Cytotoxic and apoptotic effects of novel phytochemical extracts on oral squamous cell carcinoma cells
Sweta Singh, Nishita Anthwal, Ankur Joshi, Rajni Saini, Vipin Arora, Abhishek Moharana

TL;DR
This study explores how new plant-based chemicals can reduce survival and increase cell death in oral cancer cells.
Contribution
The study introduces novel phytochemical extracts that significantly induce apoptosis in oral squamous cell carcinoma cells.
Findings
Cell survival decreased from 85% to 40% with phytochemical treatment.
Apoptotic death increased from 15% to 60% in treated cells.

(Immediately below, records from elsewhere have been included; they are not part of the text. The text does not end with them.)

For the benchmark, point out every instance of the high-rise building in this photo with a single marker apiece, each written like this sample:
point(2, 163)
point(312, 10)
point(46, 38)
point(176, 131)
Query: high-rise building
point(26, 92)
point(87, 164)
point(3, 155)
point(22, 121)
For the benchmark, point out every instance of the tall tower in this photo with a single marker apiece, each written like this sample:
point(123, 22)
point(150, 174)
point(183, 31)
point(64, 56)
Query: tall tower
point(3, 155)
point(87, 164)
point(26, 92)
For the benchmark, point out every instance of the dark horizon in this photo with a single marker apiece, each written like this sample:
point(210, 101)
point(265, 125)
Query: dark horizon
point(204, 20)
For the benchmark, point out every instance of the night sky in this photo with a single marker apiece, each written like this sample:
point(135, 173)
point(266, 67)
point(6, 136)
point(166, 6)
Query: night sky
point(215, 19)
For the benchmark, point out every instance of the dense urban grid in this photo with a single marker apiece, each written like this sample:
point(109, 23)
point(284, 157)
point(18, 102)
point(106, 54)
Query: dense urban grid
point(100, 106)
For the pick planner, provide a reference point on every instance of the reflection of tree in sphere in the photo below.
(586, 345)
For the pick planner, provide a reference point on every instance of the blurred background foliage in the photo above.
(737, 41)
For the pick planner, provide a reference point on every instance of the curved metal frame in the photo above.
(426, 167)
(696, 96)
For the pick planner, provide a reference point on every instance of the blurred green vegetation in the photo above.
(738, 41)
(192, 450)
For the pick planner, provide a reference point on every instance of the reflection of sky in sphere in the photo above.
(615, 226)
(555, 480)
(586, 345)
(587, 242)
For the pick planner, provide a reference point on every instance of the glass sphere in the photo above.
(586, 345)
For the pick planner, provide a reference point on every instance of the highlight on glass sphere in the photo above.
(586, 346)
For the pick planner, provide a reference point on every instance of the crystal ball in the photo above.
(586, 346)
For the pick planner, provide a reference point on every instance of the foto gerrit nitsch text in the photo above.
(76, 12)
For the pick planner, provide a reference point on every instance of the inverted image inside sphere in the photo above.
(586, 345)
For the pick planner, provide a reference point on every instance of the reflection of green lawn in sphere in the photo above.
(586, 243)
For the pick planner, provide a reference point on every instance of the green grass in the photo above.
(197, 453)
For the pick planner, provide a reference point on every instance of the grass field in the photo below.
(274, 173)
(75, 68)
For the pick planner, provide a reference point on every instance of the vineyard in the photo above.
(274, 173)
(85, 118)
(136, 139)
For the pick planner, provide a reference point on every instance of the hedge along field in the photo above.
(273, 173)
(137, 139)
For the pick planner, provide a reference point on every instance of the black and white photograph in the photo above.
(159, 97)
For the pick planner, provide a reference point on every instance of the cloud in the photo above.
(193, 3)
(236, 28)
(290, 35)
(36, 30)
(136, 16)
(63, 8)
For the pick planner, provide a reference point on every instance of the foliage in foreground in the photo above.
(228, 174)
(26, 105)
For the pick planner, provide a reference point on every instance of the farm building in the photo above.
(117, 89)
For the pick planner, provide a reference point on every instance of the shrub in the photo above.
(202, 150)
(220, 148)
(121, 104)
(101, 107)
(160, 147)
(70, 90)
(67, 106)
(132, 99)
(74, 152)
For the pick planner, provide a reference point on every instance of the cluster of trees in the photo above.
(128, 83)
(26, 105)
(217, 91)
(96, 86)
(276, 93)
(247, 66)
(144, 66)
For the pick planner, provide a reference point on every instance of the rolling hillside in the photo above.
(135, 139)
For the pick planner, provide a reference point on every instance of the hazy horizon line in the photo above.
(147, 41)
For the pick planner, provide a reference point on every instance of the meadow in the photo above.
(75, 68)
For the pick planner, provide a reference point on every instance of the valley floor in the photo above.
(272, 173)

Caspase-3 activation confirmed apoptotic changes in cells.
Abstract
The oral squamous cell carcinoma has inadequate treatment methods. Therefore, it is of interest to investigate the effect of new phytochemical extracts on both cell death and programmed cell death of OSCC cells. The phytochemical extracts tested at different concentrations produced a decrease in cell survival which dropped from 85% to 40% (p < 0.05) and led to increased apoptotic death from 15% to 60%. Caspase-3 activation tests showed both apoptotic changes and morphological developments at the cellular level for further consideration through in vivo analysis.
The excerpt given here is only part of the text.